Dick Shahinian
This brief interview took place back in June 1994 and shines a little light on why Shahinian loudspeakers are so radically different from most.
In an afternoon’s conversation with New York-born, Dick Shahinian discussing topics as diverse as real ale and Turner – whom he describes in his likeable, flamboyant manner as one of the “cosmic greats” in art – as well as music, of which he has a truly encyclopaedic knowledge, I gained a better appreciation of why his loudspeakers flout convention. What follows barely penetrates the surface of the erudite, entertaining discourse he provided.
“Fifty years ago, when I was fourteen, I went to my first concert at Carnegie Hall from which I came away thinking ‘records are a joke, trying to duplicate that dynamic range and tone at home.’ That was what started me in audio – the idea that somehow it could be done. Since then my reaction to convention has been that being one of the pack is truly boring.
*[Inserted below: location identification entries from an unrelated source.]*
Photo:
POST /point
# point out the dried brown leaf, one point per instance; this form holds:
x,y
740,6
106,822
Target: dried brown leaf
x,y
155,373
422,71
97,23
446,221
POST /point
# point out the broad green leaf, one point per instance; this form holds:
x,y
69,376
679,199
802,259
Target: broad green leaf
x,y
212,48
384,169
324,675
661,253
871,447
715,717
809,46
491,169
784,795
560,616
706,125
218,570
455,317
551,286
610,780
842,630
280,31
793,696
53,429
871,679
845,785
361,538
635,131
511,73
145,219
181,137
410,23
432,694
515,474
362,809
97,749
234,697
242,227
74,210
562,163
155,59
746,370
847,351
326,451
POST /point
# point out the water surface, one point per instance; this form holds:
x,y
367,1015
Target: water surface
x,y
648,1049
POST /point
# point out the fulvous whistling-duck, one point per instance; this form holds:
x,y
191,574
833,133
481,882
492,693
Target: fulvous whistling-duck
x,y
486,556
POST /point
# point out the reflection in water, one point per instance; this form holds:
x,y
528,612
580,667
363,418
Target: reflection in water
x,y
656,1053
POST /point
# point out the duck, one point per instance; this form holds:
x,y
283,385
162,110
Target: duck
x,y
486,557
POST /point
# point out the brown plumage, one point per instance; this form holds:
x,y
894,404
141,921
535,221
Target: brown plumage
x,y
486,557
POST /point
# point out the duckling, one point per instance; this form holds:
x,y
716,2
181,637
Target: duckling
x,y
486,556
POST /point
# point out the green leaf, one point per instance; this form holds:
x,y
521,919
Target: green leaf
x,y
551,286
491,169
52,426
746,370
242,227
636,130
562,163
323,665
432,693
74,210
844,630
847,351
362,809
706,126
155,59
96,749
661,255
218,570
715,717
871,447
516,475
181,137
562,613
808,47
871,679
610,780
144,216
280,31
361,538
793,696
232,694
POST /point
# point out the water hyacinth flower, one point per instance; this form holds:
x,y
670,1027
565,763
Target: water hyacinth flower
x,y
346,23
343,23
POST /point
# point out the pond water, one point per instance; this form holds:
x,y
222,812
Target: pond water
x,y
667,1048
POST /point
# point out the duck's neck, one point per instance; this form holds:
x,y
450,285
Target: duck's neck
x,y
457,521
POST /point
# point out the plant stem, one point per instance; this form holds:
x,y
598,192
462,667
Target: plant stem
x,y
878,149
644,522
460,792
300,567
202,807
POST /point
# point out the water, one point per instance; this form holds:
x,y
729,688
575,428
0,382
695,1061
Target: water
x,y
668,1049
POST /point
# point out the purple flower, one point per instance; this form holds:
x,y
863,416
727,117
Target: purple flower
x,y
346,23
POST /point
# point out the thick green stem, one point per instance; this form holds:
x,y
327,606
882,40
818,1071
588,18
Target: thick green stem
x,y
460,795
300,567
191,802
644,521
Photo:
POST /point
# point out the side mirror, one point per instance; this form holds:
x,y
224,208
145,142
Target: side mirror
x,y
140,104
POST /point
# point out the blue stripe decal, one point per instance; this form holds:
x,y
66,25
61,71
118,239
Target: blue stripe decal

I think that going back and looking at what’s been ignored is more interesting than going forward like some blind fool, hurtling ahead to find that what’s there isn’t really that interesting or different.
“Ninety-nine per cent of loudspeakers copy each other, either looking or sounding alike. I’m taking another direction following people like Otto Enckel, A. Stewart Hegeman, Murray Crosby and Buckminster Fuller. I’m not trying to challenge the rest of the audio community other than to say that I’m impatient with its idea that what I’m doing is off-centre. I’m ready to start taking on its attitude towards non-directional or omni-directional sound and address the fact that all sound in the universe is radial and not directional.
“What I’m doing is not trail-blazing or innovative because much of my work is based on things that you’ll find in Harry F. Olson’s treatise in 1939, following simple ideas such as the geometry published in Van Nostrand’s Elements of Acoustic Engineering. This said that the worst possible shape for a loudspeaker is a square cube with the driver mounted in the centre of one face, and that the second worst is a rectangular box, which is exactly what most modern loudspeakers are. The top form of the Shahinian Obelisk – by accident because I didn’t see Olson’s book until after I’d designed it – is the second most nearly correct shape for a loudspeaker: the best is a sphere while the second is a pyramid with a rectangular base.
“Nobody seems to consider that the waveforms of music and sound are radial. They radiate in all directions so why make a loudspeaker box where the drivers sit on one face pointing towards you? If you stand someone speaking in the middle of a room and have them rotate through 360 degrees they have a sound that you can specifically hear as being on-axis and off-axis. Put that voice through a conventional loudspeaker and rotate it, and once you get about ten or fifteen degrees off-axis, notwithstanding all the nonsense published about dispersion (laughs), the voice takes on a very different character because of diffraction and collected axial effects. Do that with our loudspeakers and it sounds more like a person rotating. This sounds primitive but it demonstrates that what’s really required is that a loudspeaker be a point source with polydirectional activity.
“Using such speakers you can enjoy a recreation of a three-dimensional, natural effect of listening to music instead of the synthetic activity of listening to two sources. I read a wonderful line in a magazine about ten years ago: Larry Klein, then the technical editor of Stereo Review, said something like ‘I don’t like the idea of stereo because there isn’t any music that starts out as two sources.’ The spirit of what I’m doing is to go back to the professional symbol used for stereo – a pair of overlapped circles. I don’t recognise left and right. For me it’s left all the way to right, front all the way to back. I’ve never yet seen a conductor conducting an orchestra where the middle of the stage was empty yet I think most loudspeakers sound like that. This preoccupation with a phantom image in between the loudspeakers, which everybody gets so thrilled about, can easily be achieved by the worst loudspeakers in the world simply by switching to mono; so what’s the big excitement about? To sit and listen to left and right was finished at the very beginning of stereo. It was page one of the book and we should have turned over by now.
Listen to Shahinian with a closed mind and preconceptions founded on conventional thinking and you might indeed consider him ‘off-centre.’ However, he has ways of confronting cynicism: “I did a series of psychoacoustical experiments every weekend for eleven weeks using two pairs of identical Obelisk loudspeakers, one of which was concealed by acoustically transparent screens. Every listener greatly preferred what they were sure were the ‘larger’ speakers behind the screens. That alone illustrates that we still have much to learn about listening to music and loudspeakers.”